ホテルで50分間交渉して気心が知れる
そこで僕は、ホテルで多めに両替してもらおうと思った。しかし英語で提案してみたがまったく通じない。これは話を単純にしなくてはだめかもしれない……と、まず、「ホテル代をアメリカドルで払ってもいいでしょうか」と口にした。この内容を理解してもらうのに20分かかった。
続いて僕は1枚のメモ用紙をとり出した。金の流れを図示しながら、こう説明した。
「はじめにホテル代の20ドルを渡すでしょ。その次に、さらに20ドル渡す。この20ドルをキルギスソムに両替してくれないでしょうか」
この話を理解してもらうのに30分かかった。ようやく通じたときは、ぐったりと疲れてしまった。しかしキルギス人は人がいい。
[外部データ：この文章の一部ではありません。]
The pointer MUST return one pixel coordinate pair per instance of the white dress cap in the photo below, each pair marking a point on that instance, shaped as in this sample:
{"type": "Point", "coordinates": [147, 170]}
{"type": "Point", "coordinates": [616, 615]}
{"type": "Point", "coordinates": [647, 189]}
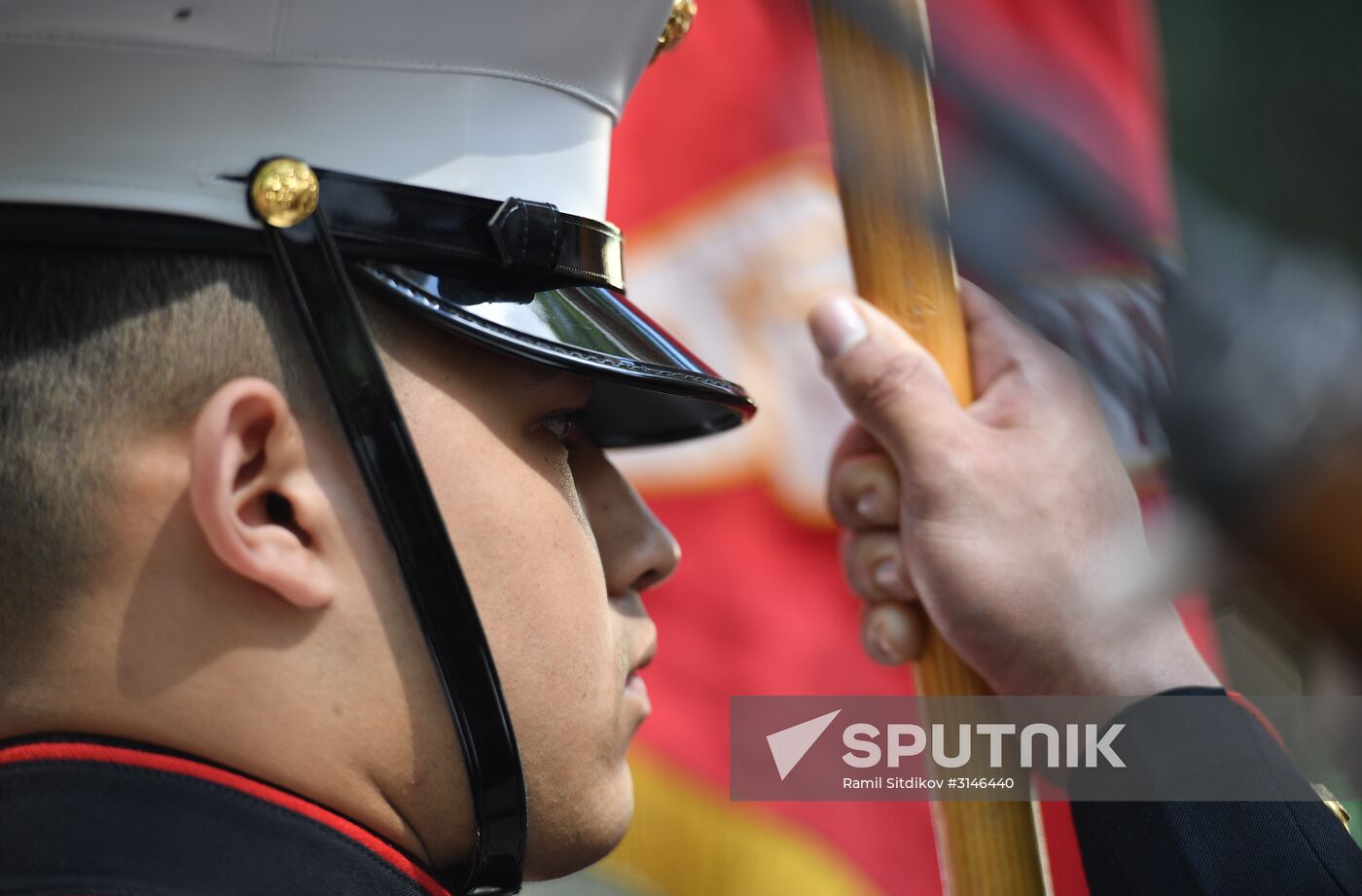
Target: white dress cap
{"type": "Point", "coordinates": [147, 104]}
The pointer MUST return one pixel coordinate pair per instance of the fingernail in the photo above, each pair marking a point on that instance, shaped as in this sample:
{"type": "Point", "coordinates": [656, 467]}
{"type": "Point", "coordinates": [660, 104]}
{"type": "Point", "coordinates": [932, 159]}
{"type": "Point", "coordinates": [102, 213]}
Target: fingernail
{"type": "Point", "coordinates": [872, 507]}
{"type": "Point", "coordinates": [881, 646]}
{"type": "Point", "coordinates": [837, 327]}
{"type": "Point", "coordinates": [887, 576]}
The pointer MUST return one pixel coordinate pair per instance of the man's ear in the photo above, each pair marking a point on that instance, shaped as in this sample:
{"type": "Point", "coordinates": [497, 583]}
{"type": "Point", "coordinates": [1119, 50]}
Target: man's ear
{"type": "Point", "coordinates": [255, 497]}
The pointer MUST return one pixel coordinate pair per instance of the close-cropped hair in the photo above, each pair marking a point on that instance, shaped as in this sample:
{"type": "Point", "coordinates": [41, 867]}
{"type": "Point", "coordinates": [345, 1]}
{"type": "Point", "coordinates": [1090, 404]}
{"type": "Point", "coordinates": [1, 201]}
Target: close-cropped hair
{"type": "Point", "coordinates": [97, 346]}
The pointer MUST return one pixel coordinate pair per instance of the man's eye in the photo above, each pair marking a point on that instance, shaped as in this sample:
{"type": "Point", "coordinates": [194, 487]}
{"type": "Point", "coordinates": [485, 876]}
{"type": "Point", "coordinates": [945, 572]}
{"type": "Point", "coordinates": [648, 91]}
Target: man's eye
{"type": "Point", "coordinates": [560, 425]}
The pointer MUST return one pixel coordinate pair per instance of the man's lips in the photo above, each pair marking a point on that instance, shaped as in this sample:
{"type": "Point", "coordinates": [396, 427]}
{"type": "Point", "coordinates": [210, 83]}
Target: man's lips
{"type": "Point", "coordinates": [633, 682]}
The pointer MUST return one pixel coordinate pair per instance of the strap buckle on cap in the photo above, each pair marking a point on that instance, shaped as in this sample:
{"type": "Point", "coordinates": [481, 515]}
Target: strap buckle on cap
{"type": "Point", "coordinates": [527, 234]}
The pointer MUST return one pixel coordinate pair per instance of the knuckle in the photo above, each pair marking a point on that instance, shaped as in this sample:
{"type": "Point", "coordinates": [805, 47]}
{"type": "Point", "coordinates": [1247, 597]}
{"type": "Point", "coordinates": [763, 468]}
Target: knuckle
{"type": "Point", "coordinates": [882, 387]}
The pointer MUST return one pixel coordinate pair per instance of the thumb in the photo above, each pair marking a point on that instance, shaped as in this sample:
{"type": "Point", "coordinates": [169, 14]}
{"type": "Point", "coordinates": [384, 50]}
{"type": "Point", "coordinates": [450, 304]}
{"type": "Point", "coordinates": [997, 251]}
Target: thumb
{"type": "Point", "coordinates": [888, 381]}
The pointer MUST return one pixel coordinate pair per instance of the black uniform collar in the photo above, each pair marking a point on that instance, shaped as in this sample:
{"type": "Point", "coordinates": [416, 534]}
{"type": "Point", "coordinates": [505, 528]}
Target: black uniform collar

「そんなに空腹なら、スーパーまで案内しよう」とホテルのスタッフは腰をあげた。もちろん、その会話は英語ではない。支払いの話を50分もしているうちに、どことなく気心もわかってくる。相手の意図がなんとなくわかるようになってくるのだ。
海外への旅を前に、「言葉が……」と不安を募らせる人は少なくない。しかし僕はそれほど不自由さを感じることなく、シルクロードの旅を続けてきた。僕が操ることができるのは、片言の英語とタイ語だけだ。シルクロード一帯で使われる言語はまったくといっていいほどわからない。
旅をスムーズに進ませるもの──それは言葉ではないと思っている。表情や目の力、体からにじみ出るエーテルのようなもの……。そんな言葉にならないものでコミュニケーションは成立していく。